Yöneticiye itaat de Allah rızası için olmalıdır. Böyle bir itaat sayesinde müslümanlar birlik olur, dirlik ve düzen içinde yaşarlar, bir kişinin ya da küçük bir grubun üstesinden gelemeyeceği işleri halletme imkan ve zeminine kavuşurlar.

Biz itaatin de sevk idarenin de en güzelini Fahr-i Kâinat Efendimiz s.a.v. devr-i saadetinde görürüz. Baş idareci olarak Allah Rasulü s.a.v.’in yanı sıra, O’nun görevlendirdiği amirlere, komutanlara herkes itaat etmiştir. Efendimiz s.a.v. buyuruyor:

“Başınıza üzüm (gibi simsiyah) kafalı Habeşli bir köle dahi geçirilse dinleyiniz ve itaat ediniz.” (Buharî)

Mücellâ dinimizde itaat, asla bireysel akıl ve iradenin iptal ve ihmali manasına gelmez. İtaat, başta Allah öyle emrettiği için, sonra da dünya ve ahiret işlerini nizam ve intizama koymak, kişiselliğin dünyasından geniş ufuklara yelken açabilmek içindir.

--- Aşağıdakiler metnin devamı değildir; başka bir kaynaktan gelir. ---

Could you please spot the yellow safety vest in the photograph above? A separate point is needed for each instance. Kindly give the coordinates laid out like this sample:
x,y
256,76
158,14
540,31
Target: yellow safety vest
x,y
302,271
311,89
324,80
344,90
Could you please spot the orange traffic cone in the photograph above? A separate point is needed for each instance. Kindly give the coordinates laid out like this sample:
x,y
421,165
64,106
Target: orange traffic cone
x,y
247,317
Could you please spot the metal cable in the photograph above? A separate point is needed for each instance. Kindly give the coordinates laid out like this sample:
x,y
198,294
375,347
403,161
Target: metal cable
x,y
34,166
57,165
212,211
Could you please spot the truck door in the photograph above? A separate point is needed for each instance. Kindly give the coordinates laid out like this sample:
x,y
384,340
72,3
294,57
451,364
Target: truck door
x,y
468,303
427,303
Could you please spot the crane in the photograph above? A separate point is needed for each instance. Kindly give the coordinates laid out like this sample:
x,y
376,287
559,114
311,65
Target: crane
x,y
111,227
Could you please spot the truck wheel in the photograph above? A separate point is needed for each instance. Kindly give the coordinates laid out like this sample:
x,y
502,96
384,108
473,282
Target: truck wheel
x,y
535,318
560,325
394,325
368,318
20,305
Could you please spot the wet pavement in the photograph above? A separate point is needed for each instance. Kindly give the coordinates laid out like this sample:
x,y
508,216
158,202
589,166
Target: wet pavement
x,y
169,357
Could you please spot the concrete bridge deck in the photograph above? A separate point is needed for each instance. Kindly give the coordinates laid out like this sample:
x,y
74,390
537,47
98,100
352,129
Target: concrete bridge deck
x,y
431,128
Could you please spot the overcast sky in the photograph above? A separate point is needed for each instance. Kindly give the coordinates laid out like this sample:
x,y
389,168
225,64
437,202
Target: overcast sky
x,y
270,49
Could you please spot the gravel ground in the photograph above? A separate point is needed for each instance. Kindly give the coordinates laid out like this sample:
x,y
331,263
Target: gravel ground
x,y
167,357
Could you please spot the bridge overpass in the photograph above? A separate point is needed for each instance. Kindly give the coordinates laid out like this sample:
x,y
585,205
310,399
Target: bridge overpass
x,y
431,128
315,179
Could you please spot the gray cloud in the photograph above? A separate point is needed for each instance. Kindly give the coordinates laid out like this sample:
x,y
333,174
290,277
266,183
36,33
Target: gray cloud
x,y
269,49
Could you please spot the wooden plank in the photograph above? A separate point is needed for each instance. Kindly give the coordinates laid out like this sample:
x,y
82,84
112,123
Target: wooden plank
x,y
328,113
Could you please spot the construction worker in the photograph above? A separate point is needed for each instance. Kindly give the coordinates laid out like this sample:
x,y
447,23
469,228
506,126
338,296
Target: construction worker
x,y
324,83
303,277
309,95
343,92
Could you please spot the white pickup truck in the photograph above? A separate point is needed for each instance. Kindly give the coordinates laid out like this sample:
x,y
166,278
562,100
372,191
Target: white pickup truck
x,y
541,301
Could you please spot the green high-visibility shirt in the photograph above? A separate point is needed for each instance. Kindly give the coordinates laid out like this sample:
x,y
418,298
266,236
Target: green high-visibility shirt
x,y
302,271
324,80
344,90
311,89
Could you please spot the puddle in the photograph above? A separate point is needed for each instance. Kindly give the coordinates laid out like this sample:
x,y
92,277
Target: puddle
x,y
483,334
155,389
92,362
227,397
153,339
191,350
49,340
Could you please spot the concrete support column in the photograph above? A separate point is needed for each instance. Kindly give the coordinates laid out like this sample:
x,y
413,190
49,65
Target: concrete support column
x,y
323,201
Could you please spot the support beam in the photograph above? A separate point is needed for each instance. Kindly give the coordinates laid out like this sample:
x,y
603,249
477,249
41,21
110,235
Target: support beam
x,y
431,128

Cenab-ı Mevlâ buyuruyor:

“Siz Allah’a yardım ederseniz, o da (düşmanınıza) karşı size yardım eder ve ayaklarınızı sabit kılar.” (Hacc, 30)

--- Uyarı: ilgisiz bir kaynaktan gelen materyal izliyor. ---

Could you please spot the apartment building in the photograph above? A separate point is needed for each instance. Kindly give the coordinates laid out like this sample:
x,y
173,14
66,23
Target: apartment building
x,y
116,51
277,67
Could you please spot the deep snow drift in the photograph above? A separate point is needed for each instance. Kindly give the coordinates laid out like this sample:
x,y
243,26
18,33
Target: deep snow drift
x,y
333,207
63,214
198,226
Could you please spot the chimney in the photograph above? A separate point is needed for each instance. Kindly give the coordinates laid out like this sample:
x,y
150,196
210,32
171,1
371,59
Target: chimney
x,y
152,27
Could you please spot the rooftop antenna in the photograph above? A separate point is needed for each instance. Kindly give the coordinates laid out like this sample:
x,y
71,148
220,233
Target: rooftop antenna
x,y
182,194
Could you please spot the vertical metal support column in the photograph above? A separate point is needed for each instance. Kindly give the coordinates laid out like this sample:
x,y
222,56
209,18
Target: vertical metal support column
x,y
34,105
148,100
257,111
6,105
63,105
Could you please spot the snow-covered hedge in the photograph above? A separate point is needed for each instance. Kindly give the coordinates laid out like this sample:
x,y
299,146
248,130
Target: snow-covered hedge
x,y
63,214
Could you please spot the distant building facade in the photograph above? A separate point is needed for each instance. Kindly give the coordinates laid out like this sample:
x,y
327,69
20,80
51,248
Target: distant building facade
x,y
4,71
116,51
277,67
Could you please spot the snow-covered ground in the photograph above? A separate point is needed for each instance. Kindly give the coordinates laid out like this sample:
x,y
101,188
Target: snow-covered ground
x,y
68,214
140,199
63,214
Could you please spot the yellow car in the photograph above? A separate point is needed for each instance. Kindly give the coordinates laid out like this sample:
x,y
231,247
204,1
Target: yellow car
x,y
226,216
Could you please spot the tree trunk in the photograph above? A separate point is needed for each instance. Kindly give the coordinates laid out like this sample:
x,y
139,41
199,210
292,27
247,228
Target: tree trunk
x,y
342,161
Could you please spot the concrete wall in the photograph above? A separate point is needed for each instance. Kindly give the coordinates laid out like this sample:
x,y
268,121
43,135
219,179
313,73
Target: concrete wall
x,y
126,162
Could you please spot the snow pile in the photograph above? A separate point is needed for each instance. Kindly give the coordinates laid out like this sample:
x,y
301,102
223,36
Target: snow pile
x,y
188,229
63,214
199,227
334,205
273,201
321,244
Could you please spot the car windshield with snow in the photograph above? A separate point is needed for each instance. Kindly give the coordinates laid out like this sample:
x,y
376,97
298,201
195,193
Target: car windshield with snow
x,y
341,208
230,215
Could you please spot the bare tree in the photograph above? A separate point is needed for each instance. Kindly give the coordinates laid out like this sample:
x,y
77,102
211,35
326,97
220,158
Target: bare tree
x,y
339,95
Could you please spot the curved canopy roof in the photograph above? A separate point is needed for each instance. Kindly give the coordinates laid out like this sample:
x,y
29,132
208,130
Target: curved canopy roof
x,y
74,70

Müfessirlerimiz ayet-i kerimedeki “Allah’a yardım” ifadesini “Allah’ın dinine ve Peygamberi’ne yardım” olarak tefsir etmişlerdir. Bu yardım da Allah için gayret etmekle, işleri idare edenlere itaat ederek yardımcı olmakla gerçekleşir.

Fahr-i Kâinat Efendimiz s.a.v. vefat ettiği zaman istişareler neticesinde halife seçilen Hz. Ebu Bekir r.a. minbere çıkıp Allah Tealâ’ya hamd ü sena ve Efendimiz s.a.v.’e salât u selamdan sonra şu hutbeyi irad etmiştir:

“Ey insanlar! Sizin en hayırlınız olmadığım halde üzerinize idareci kılındım. (Bu görevi yerine getirirken) iyi hareket edersem bana yardım edin. Kötü işler yaparsam beni doğrultun.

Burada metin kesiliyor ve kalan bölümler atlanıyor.